Error transferring tables with deferred constraints
The error arises in the transfers of type Replication or Snapshot and increment because updating tables and transactions with DEFERRABLE
constraints isn't supported by Data Transfer. To learn more about deferred constraints, see the PostgreSQL documentation
Solution: Change the constraint type in such tables to IMMEDIATE
and activate the transfer again.
Could not create a replication slot at the activation step
In the beginning of the transfer, one or more replication slots
Solution:
-
Get the
PID
of the process that competes for locks with the transfer:/* Get PID of the transfer */ SELECT active_pid FROM pg_replication_slots WHERE slot_name = '<transfer_ID>'; /* search the PID of the locking process */ SELECT pid, pg_blocking_pids(pid) as blocked_by FROM pg_stat_activity WHERE cardinality(pg_blocking_pids(pid)) > 0;
pid | blocked_by -----------------+------------------- <transfer_PID> | {<locking_transaction_PID>} (1 row)
-
Look up the locking query:
SELECT query, username FROM pg_stat_activity WHERE pid = <locking_transaction_PID>;
-
(Optional) Stop the transaction by the command:
SELECT pg_terminate_backend(<locking_transaction_PID>);
Excessive WAL size increase
In the PostgreSQL source database, the size of the Write-Ahead Log (WAL) may reach up to dozens of GB due to the queries running for over five minutes. These queries block the WAL and do not allow it to move forward and reset.
You can see the WAL size has gone up when:
- The space used by the source database has increased.
- The Read buffer size chart in Data Transfer monitoring is rising.
Solution:
-
Find the query sessions running for more than five minutes:
SELECT now()-xact_start, query, pid FROM pg_stat_activity WHERE (now()-xact_start)>'5minute'::interval AND STATE != 'idle' ORDER BY 1 DESC;
-
Terminate the sessions found. Make sure to avoid such queries moving forward.
Error when replicating data from an external source
Error message:
[XX000] ERROR: could not connect to the publisher:
SSL error: certificate verify failed FATAL:
no pg_hba.conf entry for replication connection
from host "<PostgreSQL_host_IP_address>", user "postgres", SSL off
Solution: Prepare the source as described in Preparing for the transfer.

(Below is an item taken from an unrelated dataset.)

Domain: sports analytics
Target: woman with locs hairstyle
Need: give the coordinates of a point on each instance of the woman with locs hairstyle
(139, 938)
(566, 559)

Error when transfering tables without primary keys
Error message:
Primary key check failed: 14 Tables errors: Table no key columns found
For Replication and Snapshot and increment transfers, tables without primary keys are not transferred.
Solution: Prepare the source as described in Preparing for the transfer.
Error when dropping a table under the Drop cleanup policy
Error message:
ERROR: cannot drop table <table_name> because other objects depend on it (SQLSTATE 2BP01)
With the Drop
cleanup policy, a transfer drops tables in multiple iterations:
-
The transfer tries to drop all tables one by one. Cascade delete is not used, as it may delete tables that are not included in the transfer. If a table cannot be dropped, for example, due to its links to external keys, an error occurs, but the transfer will continue dropping tables.
-
During the next iteration, the transfer will try to drop the remaining tables. If the blocking child tables were dropped in the previous iteration, the table linked to external keys will also be dropped. In this case, the error is fixed while Data Transfer is running and no other actions are required.
-
If the transfer does not drop any table during another iteration, table dropping stops. In which case:
- The transfer will continue running if all tables were dropped.
- The transfer will be aborted with an error if there are any tables left.
Solution:
-
If child tables are not involved in other transfers and their transfer is not in conflict with the transfer goals, add these tables:
- To the list of included tables in the source endpoint parameters.
- To the list of objects to be transferred in the transfer parameters.
-
Delete the blocking child tables in the target database manually.
-
Use the
Truncate
cleanup policy. -
Recreate the target database.
Warning
This will lead to losing all data in the database.